Okay so I have a 55 gallon fish tank, just recently started making it into a planted tank. 
I don't know too much about this stuff but I'm learning.

Just recently noticed there's a slight algae problem. 
Is that because there is too much lighting in the tank? 
At first I thought my plants were dying because they got brown/reddish looking but took them out and turns out it was algae covering the plant and they were green and healthy looking underneath it all.

Anybody ever have that happen before?


For substrate I have normal gravel mixed with some Seachem Flourite Plant Substrate.

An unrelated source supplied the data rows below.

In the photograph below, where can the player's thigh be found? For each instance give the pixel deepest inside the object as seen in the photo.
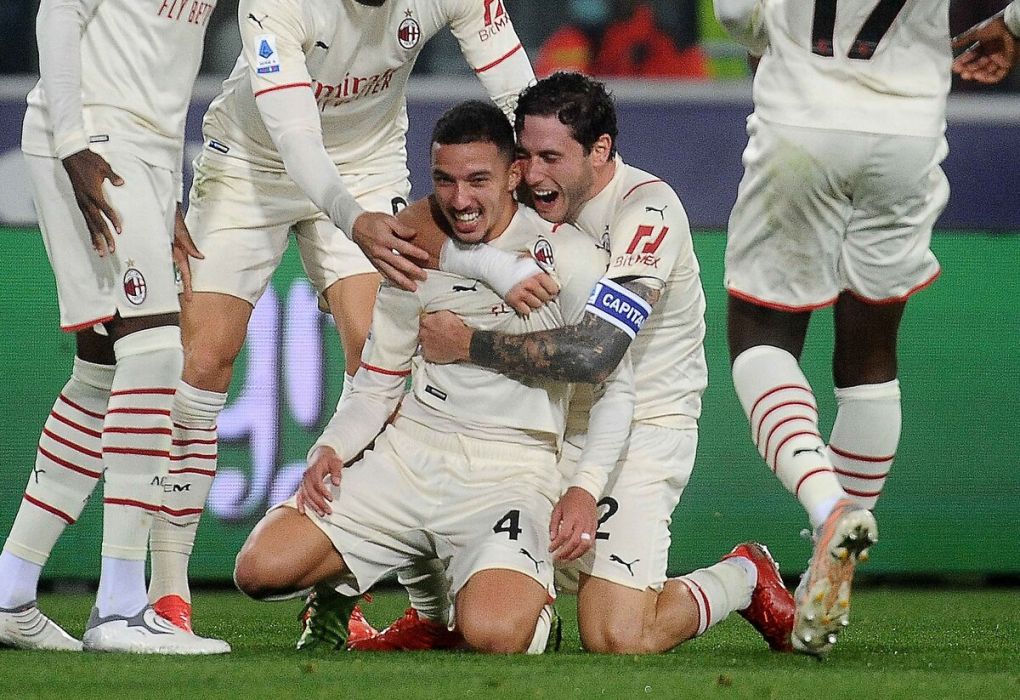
(785, 230)
(135, 281)
(240, 219)
(886, 255)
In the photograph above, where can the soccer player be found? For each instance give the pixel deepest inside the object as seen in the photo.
(466, 471)
(840, 190)
(103, 138)
(650, 301)
(308, 136)
(991, 47)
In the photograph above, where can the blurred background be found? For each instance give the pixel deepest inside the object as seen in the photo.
(683, 93)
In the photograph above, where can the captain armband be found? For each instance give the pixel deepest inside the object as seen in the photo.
(618, 305)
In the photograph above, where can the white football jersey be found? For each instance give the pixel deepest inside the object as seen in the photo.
(356, 60)
(476, 400)
(879, 66)
(139, 63)
(641, 220)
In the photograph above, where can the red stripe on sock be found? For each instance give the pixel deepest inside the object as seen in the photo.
(857, 475)
(183, 511)
(131, 503)
(808, 476)
(136, 451)
(138, 431)
(192, 469)
(68, 465)
(144, 392)
(82, 409)
(67, 443)
(140, 411)
(761, 420)
(81, 429)
(183, 443)
(50, 509)
(786, 440)
(860, 457)
(191, 428)
(781, 387)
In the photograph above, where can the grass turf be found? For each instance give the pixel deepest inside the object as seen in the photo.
(904, 643)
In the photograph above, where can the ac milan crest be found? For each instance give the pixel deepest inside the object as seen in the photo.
(543, 252)
(135, 287)
(408, 33)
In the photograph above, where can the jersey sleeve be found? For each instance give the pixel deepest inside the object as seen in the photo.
(492, 48)
(378, 384)
(58, 29)
(272, 37)
(649, 235)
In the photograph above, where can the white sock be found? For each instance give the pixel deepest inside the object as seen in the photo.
(193, 467)
(427, 589)
(121, 587)
(783, 415)
(137, 439)
(865, 437)
(68, 464)
(18, 580)
(719, 590)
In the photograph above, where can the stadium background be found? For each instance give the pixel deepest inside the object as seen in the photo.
(949, 509)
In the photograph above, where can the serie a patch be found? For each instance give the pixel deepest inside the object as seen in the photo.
(618, 305)
(266, 57)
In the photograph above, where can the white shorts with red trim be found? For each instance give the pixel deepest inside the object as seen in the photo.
(137, 280)
(420, 494)
(631, 545)
(821, 211)
(241, 219)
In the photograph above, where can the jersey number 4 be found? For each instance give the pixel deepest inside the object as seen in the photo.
(875, 27)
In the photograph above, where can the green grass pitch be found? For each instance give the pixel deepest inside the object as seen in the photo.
(903, 643)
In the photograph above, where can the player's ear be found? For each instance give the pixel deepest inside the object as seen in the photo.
(601, 149)
(516, 173)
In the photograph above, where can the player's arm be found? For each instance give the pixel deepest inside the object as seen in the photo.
(375, 393)
(990, 47)
(574, 518)
(745, 21)
(281, 83)
(58, 30)
(492, 48)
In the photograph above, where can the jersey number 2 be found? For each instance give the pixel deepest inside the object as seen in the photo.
(866, 41)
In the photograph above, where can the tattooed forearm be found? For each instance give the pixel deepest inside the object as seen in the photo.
(587, 352)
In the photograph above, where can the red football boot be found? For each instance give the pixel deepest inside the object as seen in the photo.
(772, 608)
(410, 633)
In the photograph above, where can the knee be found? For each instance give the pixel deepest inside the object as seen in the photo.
(495, 634)
(260, 576)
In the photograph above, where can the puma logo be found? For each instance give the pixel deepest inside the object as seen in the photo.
(613, 557)
(533, 560)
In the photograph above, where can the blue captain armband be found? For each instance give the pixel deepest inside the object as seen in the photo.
(618, 305)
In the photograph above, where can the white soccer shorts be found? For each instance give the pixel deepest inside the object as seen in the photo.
(241, 218)
(418, 494)
(138, 279)
(631, 545)
(821, 211)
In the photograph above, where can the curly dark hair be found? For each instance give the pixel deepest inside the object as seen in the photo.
(579, 102)
(474, 121)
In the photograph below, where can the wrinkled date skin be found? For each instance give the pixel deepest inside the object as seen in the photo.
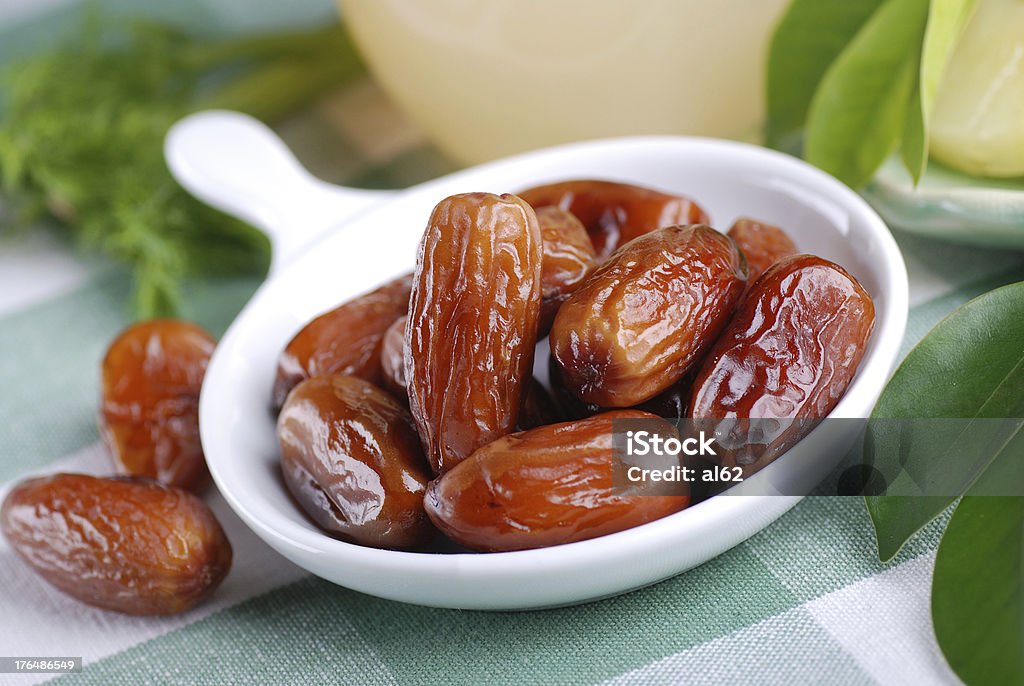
(128, 545)
(472, 323)
(762, 245)
(671, 403)
(790, 352)
(345, 340)
(547, 486)
(148, 406)
(615, 213)
(351, 459)
(647, 314)
(568, 258)
(393, 360)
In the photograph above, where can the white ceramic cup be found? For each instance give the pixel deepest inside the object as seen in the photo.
(489, 79)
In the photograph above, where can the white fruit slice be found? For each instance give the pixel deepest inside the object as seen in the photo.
(978, 123)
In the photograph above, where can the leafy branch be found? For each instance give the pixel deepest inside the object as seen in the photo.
(857, 79)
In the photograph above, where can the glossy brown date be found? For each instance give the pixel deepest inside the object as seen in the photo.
(671, 403)
(128, 545)
(472, 323)
(393, 360)
(639, 323)
(615, 213)
(345, 340)
(790, 352)
(568, 258)
(538, 408)
(148, 408)
(352, 461)
(762, 245)
(547, 486)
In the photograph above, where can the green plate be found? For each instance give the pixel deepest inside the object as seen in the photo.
(950, 206)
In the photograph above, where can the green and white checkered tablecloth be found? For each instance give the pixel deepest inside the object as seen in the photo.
(803, 602)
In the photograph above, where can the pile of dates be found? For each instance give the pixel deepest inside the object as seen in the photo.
(411, 413)
(142, 542)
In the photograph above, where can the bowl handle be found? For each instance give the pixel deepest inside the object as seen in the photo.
(240, 166)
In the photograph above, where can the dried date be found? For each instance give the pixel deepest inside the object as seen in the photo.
(393, 359)
(128, 545)
(472, 323)
(568, 258)
(148, 410)
(351, 459)
(345, 340)
(615, 213)
(547, 486)
(790, 353)
(762, 245)
(647, 314)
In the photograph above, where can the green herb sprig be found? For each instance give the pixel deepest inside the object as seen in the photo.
(82, 130)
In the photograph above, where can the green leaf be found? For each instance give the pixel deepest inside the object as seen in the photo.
(808, 39)
(858, 111)
(970, 367)
(978, 591)
(946, 19)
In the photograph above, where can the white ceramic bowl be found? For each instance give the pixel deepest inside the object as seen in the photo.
(332, 244)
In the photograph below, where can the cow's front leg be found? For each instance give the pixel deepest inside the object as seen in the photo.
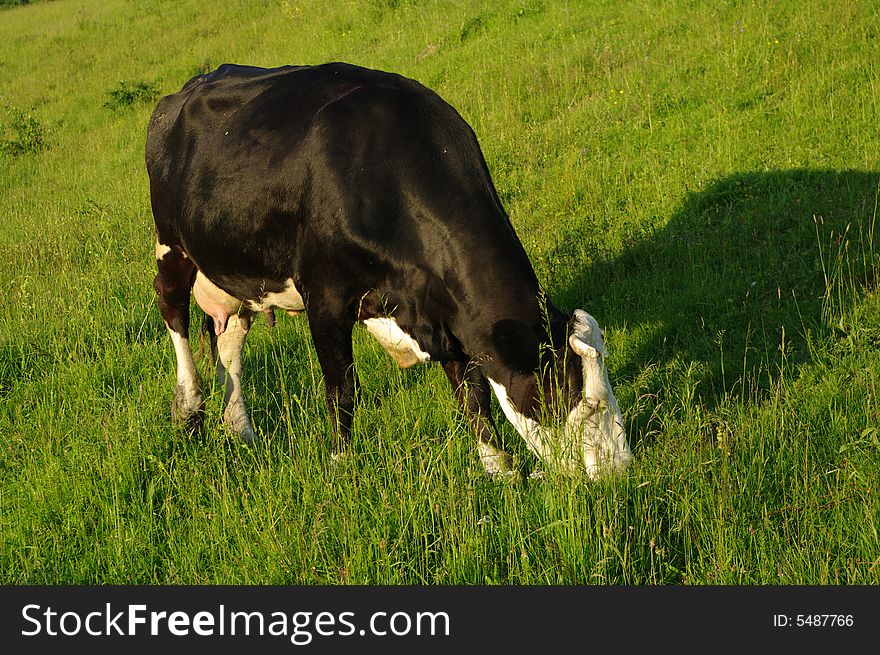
(472, 392)
(331, 334)
(173, 282)
(229, 345)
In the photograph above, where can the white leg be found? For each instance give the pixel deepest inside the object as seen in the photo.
(229, 346)
(188, 398)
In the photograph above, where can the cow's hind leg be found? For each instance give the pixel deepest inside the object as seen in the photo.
(472, 392)
(173, 283)
(228, 347)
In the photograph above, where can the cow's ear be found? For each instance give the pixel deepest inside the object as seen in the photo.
(582, 348)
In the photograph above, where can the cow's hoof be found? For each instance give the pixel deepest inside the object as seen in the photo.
(188, 409)
(506, 477)
(497, 463)
(236, 419)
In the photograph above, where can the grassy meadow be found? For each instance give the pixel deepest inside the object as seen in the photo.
(703, 177)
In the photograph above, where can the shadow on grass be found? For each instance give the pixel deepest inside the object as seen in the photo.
(730, 290)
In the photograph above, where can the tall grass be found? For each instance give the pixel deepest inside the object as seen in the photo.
(702, 178)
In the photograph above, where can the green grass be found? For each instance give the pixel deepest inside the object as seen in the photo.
(702, 177)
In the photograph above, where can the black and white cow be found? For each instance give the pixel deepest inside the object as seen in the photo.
(356, 195)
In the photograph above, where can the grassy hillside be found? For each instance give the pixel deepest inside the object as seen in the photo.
(702, 177)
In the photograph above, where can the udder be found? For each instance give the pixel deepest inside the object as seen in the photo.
(215, 302)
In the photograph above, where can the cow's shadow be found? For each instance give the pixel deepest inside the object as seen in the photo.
(730, 289)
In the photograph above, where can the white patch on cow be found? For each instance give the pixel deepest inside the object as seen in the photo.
(188, 396)
(288, 299)
(229, 346)
(536, 436)
(161, 250)
(403, 348)
(215, 302)
(594, 428)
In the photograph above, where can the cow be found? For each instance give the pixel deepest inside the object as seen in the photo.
(360, 196)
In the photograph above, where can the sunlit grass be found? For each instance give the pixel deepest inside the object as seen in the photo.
(703, 179)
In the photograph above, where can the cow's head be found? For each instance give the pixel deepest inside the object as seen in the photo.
(567, 414)
(594, 438)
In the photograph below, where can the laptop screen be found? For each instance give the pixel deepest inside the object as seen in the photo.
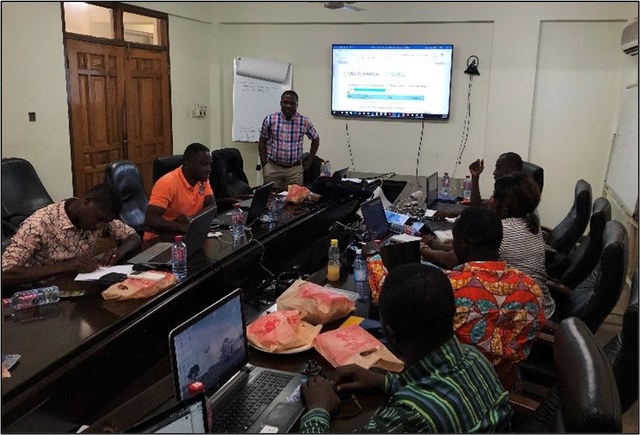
(375, 218)
(210, 347)
(188, 416)
(432, 190)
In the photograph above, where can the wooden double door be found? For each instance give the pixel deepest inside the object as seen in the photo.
(119, 100)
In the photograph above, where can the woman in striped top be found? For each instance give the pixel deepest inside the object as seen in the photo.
(515, 198)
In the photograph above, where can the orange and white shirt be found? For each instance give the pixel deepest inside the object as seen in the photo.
(176, 196)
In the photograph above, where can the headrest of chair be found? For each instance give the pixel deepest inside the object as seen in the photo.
(589, 399)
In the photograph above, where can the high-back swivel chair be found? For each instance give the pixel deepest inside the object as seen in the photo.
(227, 178)
(124, 175)
(564, 236)
(22, 193)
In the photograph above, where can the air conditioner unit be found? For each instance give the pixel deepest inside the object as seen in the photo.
(629, 40)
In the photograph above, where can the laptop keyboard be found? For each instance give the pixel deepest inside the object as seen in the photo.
(249, 403)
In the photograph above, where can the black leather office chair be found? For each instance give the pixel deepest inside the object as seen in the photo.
(584, 257)
(585, 396)
(395, 254)
(591, 301)
(227, 178)
(623, 351)
(564, 236)
(124, 175)
(310, 175)
(164, 165)
(22, 193)
(535, 172)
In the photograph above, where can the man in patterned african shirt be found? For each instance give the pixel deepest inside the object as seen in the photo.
(498, 308)
(63, 238)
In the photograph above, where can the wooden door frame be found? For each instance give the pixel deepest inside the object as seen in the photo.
(118, 41)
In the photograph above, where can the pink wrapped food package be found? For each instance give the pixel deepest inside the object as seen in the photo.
(280, 331)
(318, 305)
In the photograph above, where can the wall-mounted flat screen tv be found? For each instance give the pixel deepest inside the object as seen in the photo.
(391, 81)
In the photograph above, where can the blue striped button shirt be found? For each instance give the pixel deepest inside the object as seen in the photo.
(285, 137)
(453, 389)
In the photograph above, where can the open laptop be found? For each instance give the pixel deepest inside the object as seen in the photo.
(160, 253)
(340, 173)
(257, 208)
(212, 348)
(187, 416)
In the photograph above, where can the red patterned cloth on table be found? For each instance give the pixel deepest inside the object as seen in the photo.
(498, 310)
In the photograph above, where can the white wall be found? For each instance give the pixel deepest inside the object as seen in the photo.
(509, 38)
(33, 80)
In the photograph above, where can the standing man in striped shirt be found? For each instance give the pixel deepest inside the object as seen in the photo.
(280, 144)
(446, 386)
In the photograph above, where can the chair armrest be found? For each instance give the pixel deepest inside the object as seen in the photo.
(525, 404)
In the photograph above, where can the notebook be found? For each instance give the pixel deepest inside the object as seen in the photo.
(258, 205)
(212, 348)
(187, 416)
(160, 253)
(436, 201)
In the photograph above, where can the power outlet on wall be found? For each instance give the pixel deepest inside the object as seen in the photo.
(199, 111)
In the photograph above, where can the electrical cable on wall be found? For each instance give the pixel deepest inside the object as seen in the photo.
(346, 124)
(472, 70)
(419, 151)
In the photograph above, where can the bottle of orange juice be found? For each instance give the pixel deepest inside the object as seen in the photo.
(333, 266)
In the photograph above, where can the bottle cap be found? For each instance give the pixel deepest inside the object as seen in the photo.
(196, 387)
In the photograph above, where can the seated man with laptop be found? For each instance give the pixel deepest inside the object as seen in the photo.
(179, 194)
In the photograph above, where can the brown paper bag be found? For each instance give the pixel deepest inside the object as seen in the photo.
(135, 288)
(318, 305)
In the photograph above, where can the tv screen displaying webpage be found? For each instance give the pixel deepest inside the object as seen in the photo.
(391, 81)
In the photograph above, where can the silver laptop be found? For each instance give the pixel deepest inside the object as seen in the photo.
(160, 253)
(212, 348)
(258, 204)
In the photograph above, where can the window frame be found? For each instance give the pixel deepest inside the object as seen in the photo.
(118, 24)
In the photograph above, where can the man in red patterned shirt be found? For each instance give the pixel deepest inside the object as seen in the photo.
(63, 238)
(498, 308)
(280, 143)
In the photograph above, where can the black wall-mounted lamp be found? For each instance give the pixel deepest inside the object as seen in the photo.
(472, 66)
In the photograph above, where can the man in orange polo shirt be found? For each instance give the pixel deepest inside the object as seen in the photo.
(181, 193)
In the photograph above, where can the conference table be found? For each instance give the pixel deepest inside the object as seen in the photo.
(81, 360)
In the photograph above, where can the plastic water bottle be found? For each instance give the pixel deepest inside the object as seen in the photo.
(466, 190)
(33, 298)
(179, 258)
(445, 184)
(272, 208)
(333, 265)
(360, 276)
(237, 222)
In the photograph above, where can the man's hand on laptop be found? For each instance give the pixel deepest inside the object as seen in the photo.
(109, 257)
(82, 264)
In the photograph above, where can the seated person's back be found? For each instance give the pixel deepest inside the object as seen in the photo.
(446, 386)
(498, 308)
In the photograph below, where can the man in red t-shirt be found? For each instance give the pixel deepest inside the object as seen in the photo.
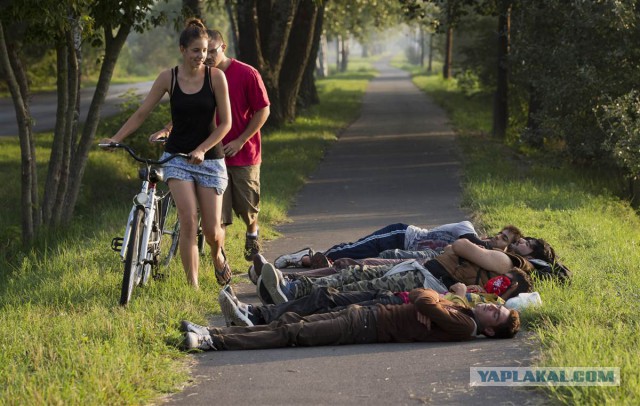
(242, 146)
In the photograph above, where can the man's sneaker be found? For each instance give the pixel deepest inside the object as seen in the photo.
(189, 327)
(276, 285)
(251, 247)
(195, 341)
(293, 260)
(256, 269)
(319, 260)
(235, 313)
(263, 293)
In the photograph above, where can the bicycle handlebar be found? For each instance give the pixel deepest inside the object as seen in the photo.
(144, 160)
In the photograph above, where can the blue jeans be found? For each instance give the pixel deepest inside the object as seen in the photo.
(370, 246)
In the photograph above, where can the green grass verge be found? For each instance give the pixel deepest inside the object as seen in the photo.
(64, 339)
(594, 321)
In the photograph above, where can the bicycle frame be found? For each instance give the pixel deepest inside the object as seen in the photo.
(138, 252)
(147, 200)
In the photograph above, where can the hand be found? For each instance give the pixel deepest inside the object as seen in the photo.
(232, 148)
(511, 290)
(197, 156)
(475, 289)
(159, 135)
(424, 320)
(459, 289)
(107, 141)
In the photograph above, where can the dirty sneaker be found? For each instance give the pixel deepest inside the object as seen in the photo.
(189, 327)
(293, 260)
(251, 247)
(235, 313)
(276, 284)
(195, 341)
(256, 269)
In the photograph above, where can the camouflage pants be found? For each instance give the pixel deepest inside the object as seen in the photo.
(363, 278)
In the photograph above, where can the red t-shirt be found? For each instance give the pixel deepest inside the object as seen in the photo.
(247, 95)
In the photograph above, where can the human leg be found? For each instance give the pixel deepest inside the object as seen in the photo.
(389, 237)
(184, 195)
(210, 201)
(400, 282)
(320, 300)
(353, 325)
(246, 203)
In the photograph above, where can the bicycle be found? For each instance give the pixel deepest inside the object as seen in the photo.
(152, 216)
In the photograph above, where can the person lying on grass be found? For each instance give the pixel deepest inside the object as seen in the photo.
(324, 300)
(462, 261)
(398, 241)
(426, 318)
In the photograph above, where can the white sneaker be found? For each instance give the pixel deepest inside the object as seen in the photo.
(235, 313)
(189, 327)
(274, 281)
(293, 260)
(195, 341)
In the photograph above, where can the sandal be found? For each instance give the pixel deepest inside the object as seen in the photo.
(224, 277)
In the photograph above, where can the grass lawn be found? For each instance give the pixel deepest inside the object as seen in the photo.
(64, 338)
(594, 321)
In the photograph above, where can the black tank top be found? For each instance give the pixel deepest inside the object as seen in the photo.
(192, 117)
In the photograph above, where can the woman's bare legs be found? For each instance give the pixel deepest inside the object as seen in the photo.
(211, 214)
(184, 194)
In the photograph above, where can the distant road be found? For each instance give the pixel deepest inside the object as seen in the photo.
(43, 107)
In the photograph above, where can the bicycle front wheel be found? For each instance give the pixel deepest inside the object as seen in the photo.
(134, 259)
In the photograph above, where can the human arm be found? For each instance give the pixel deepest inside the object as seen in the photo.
(491, 260)
(223, 111)
(158, 89)
(459, 289)
(476, 240)
(447, 318)
(255, 124)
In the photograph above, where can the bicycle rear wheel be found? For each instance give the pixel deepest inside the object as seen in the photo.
(133, 257)
(170, 226)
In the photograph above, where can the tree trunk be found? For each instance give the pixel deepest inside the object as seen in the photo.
(448, 52)
(338, 64)
(422, 47)
(265, 28)
(54, 173)
(344, 54)
(308, 93)
(14, 75)
(228, 5)
(298, 56)
(322, 64)
(113, 46)
(430, 64)
(192, 8)
(501, 107)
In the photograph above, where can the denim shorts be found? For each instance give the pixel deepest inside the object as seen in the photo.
(210, 173)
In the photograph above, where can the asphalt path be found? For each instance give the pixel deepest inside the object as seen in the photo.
(43, 107)
(397, 163)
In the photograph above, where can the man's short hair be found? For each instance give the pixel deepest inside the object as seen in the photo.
(525, 283)
(214, 35)
(517, 234)
(541, 249)
(509, 328)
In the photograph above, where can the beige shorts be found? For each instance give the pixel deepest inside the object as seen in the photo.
(242, 195)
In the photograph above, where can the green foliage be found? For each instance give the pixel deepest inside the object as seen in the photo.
(593, 321)
(64, 338)
(574, 57)
(138, 140)
(620, 119)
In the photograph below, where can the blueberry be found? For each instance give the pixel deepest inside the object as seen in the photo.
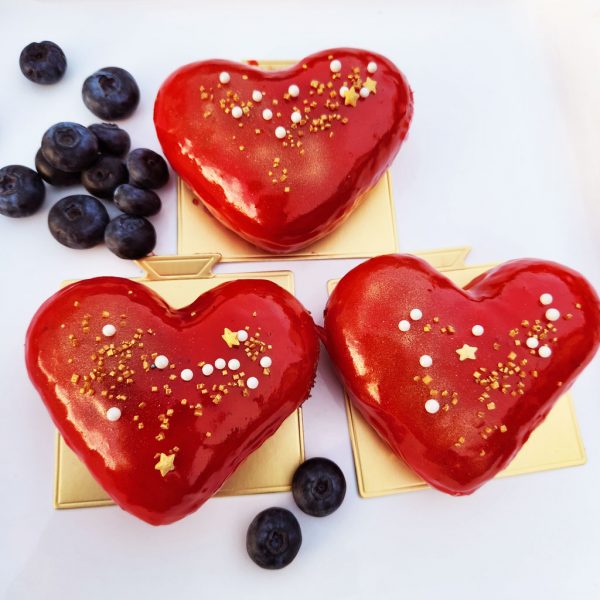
(78, 221)
(111, 93)
(111, 138)
(43, 62)
(273, 538)
(136, 201)
(104, 176)
(70, 147)
(131, 237)
(147, 169)
(318, 487)
(54, 176)
(22, 191)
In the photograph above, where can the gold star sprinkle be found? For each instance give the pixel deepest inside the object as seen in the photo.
(165, 464)
(230, 338)
(467, 352)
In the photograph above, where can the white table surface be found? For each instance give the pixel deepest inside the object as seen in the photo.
(502, 155)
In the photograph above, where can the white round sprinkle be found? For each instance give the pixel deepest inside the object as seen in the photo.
(161, 362)
(335, 65)
(109, 330)
(477, 330)
(113, 414)
(187, 374)
(426, 361)
(404, 325)
(416, 314)
(432, 406)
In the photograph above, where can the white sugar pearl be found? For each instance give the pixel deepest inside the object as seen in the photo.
(187, 374)
(425, 361)
(404, 325)
(161, 362)
(113, 414)
(432, 406)
(109, 330)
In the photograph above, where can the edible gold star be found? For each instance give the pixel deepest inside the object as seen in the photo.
(466, 352)
(165, 464)
(371, 85)
(230, 338)
(351, 97)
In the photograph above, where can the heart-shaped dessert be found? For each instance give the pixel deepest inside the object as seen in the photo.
(283, 157)
(161, 404)
(456, 380)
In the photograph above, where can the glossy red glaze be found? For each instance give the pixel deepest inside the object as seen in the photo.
(325, 176)
(472, 436)
(121, 455)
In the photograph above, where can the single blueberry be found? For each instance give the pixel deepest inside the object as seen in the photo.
(147, 169)
(43, 62)
(54, 176)
(111, 93)
(22, 191)
(78, 221)
(111, 138)
(131, 237)
(104, 176)
(318, 487)
(70, 147)
(136, 201)
(273, 538)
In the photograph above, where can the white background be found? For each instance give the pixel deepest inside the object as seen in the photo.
(503, 154)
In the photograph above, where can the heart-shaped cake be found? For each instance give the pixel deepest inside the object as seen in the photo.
(283, 157)
(456, 380)
(161, 404)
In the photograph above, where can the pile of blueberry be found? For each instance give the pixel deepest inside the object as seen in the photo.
(274, 537)
(97, 157)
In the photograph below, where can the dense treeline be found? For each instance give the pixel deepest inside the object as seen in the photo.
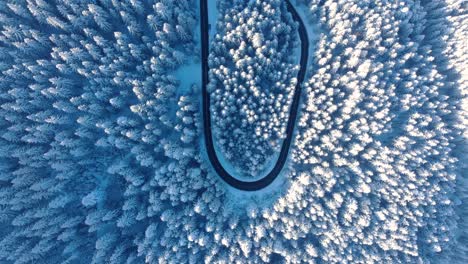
(253, 69)
(99, 155)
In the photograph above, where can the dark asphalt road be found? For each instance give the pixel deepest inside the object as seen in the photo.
(270, 177)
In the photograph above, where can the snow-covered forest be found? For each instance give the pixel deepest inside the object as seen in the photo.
(253, 74)
(100, 154)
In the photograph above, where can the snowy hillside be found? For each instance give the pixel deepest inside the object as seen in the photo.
(103, 128)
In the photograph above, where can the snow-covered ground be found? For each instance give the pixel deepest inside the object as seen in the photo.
(312, 31)
(188, 74)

For CO2 I have the Fluval Mini Pressurized .07oz Kit

And lighting I have four 21" Odyssea 65W Compact Fluorescent Bulb


I am just getting the plant tank started. Anybody have any input/thoughts about substrate, co2 and lighting? Any information is much appreciated!!!


----------



## phys (Feb 4, 2011)

the algae comes from a few parameters... lighting is one, but to keep your plants thriving you need it. But, you can cut the lighting for 2 days and that will help with the algae and have minimal effects on the plants. Make sure to keep your nitrates down, algae likes that stuff. A cleaner aquarium will help too. You can always get some shrimp, snails, or some fish that like to eat algae and that will keep things under control.


----------



## jrman83 (Jul 9, 2010)

What is your lighting period? Maintenance practices?


----------



## HootyHoo (Apr 1, 2011)

Lights are usually on for 6-8 hours. Once or twice though kept on over night (bad, I know).

And I usually do a 20% water change once a week


----------



## jrman83 (Jul 9, 2010)

If you wanted to try and kill it you could do a blackout as suggested. May need longer than 2 days, however. You could just try to cut your light to 6hrs and that be it. Re-evaluate after a week or two. 

Cut your feeding to a couple of days a week. Check to make sure your food doesn't have phosphates in it. Weekly water changes in the 35-50% range. All could help. 

I have a similar light on my 75G.


----------



## Cbster (Jul 25, 2010)

I would by a timer for the lights so they come on and go off at the same time everyday.


----------



## phys (Feb 4, 2011)

I read an article last night that said good nitrate levels (below 40ppm, above 5) and seachem excel work best at getting rid of algae. It also stated that by turning off lights for a few days keeps back growth from plants that would otherwise need the growth to stay ahead of the algae over a mid term period. So something to look for and try?


----------